From the output, dot runs faster than for than '*, which is a contradiction to what has been presumed.

So my question is,

  1. does Julia need (or sometimes need) vectorization to speed up computation?
  2. If it does, then when to use vectorization and which is the better way to use (consider dot and '*)?
  3. If it does not, then what is the difference between Julia and Python in terms of the mechanism of vectorized and non-vectorized codes?
2

2 Answers

3
votes

Your are not making the benchmarks correctly and the implementation of your function is suboptimal.

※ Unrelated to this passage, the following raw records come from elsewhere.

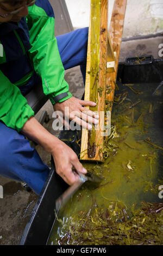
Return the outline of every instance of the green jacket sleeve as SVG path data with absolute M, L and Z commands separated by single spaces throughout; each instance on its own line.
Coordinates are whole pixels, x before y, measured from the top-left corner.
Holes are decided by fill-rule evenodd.
M 20 132 L 34 113 L 20 89 L 0 70 L 0 120 Z
M 52 104 L 55 103 L 54 97 L 64 93 L 66 96 L 59 102 L 64 101 L 72 95 L 64 79 L 65 70 L 54 36 L 55 19 L 35 5 L 29 8 L 26 19 L 32 45 L 29 56 L 42 78 L 43 93 Z

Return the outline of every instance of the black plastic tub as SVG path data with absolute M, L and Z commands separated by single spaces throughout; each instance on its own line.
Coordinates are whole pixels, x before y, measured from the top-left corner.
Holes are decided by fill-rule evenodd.
M 137 61 L 137 58 L 135 57 L 129 58 L 124 63 L 120 63 L 117 83 L 121 81 L 123 84 L 158 83 L 159 85 L 162 81 L 163 60 L 154 59 L 151 56 L 139 58 L 143 60 Z M 77 136 L 79 138 L 81 133 L 76 131 L 62 131 L 59 138 L 66 139 L 65 143 L 78 155 L 80 148 L 76 142 Z M 56 174 L 52 161 L 51 171 L 24 229 L 20 245 L 47 244 L 55 220 L 55 200 L 67 186 Z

julia> using BenchmarkTools                   
                                              
julia> @btime $a' * $b                        
  429.400 μs (0 allocations: 0 bytes)         
249985.3680190253                             
                                              
julia> @btime dot($a,$b)                      
  426.299 μs (0 allocations: 0 bytes)         
249985.3680190253                             
                                              
julia> @btime inner_product($a, $b)           
  970.500 μs (0 allocations: 0 bytes)         
249985.36801903677                            

The correct implementation:

function inner_product_correct(a, b)
    result = 0.0 #use the same type as elements in the args
    @simd for i in 1: length(a)
        @inbounds result += a[i] * b[i]
    end
    return result
end
julia> @btime inner_product_correct($a, $b)
  530.499 μs (0 allocations: 0 bytes)
249985.36801902478

There is still the difference (however less significant) because dot is using the optimized BLAS implementation which is multi-threaded. You could (following Bogumil's comment set OPENBLAS_NUM_THREADS=1 and then you will find that the times of BLAS function will be identical as the Julia implementation.

Note also that working with float numbers is tricky in many ways:

julia> inner_product_correct(a, b)==dot(a,b)
false

julia> inner_product_correct(a, b) ≈ dot(a,b)
true 

Finally, in Julia deciding whether to use vectorization or write the loop yourself is up two you - there is no performance penalty (as long as you write type stable code and use @simd and @inbounds where required). However in your codes you were not testing vectorization but you were comparing calling BLAS to writing the loop yourself. Here is the must-read to understand what is going on https://docs.julialang.org/en/v1/manual/performance-tips/

3
votes

Let me add my practical experience as a comment (too long for a standard comment):

does Julia need (or sometimes need) vectorization to speed up computation?

Julia does not need vectorization as Python (see the answer by Przemysław), but in practice if you have a well written vectorized function (like dot) then use it as, while possible, it might be sometimes tricky to write as performant function yourself (people have probably spent days on optimizing dot, especially to optimally use multiple threads).

If it does, then when to use vectorization and which is the better way to use (consider dot and '*)?

When you use vectorized code then it all depends on implementation of the function you want to use. In this case dot(a, b) and a' * b are exactly the same as when you write @edit a' * b gives you in this case:

*(u::AdjointAbsVec{<:Number}, v::AbstractVector{<:Number}) = dot(u.parent, v)

and you see it is the same.

If it does not, then what is the difference between Julia and Python in terms of the mechanism of vectorized and non-vectorized codes?

Julia is a compiled language, while Python is an interpreted language. In some cases Python interpreter can provide fast execution speed, but in other cases it currently is not able to do it (but it does not mean that in the future it will not improve). In particular vectorized functions (like dot in your question) are most likely written in some compiled language, so Julia and Python will not differ much in typical cases as they just call this compiled function. However, when you use loops (non-vectorized code) then currently Python will be slower than Julia.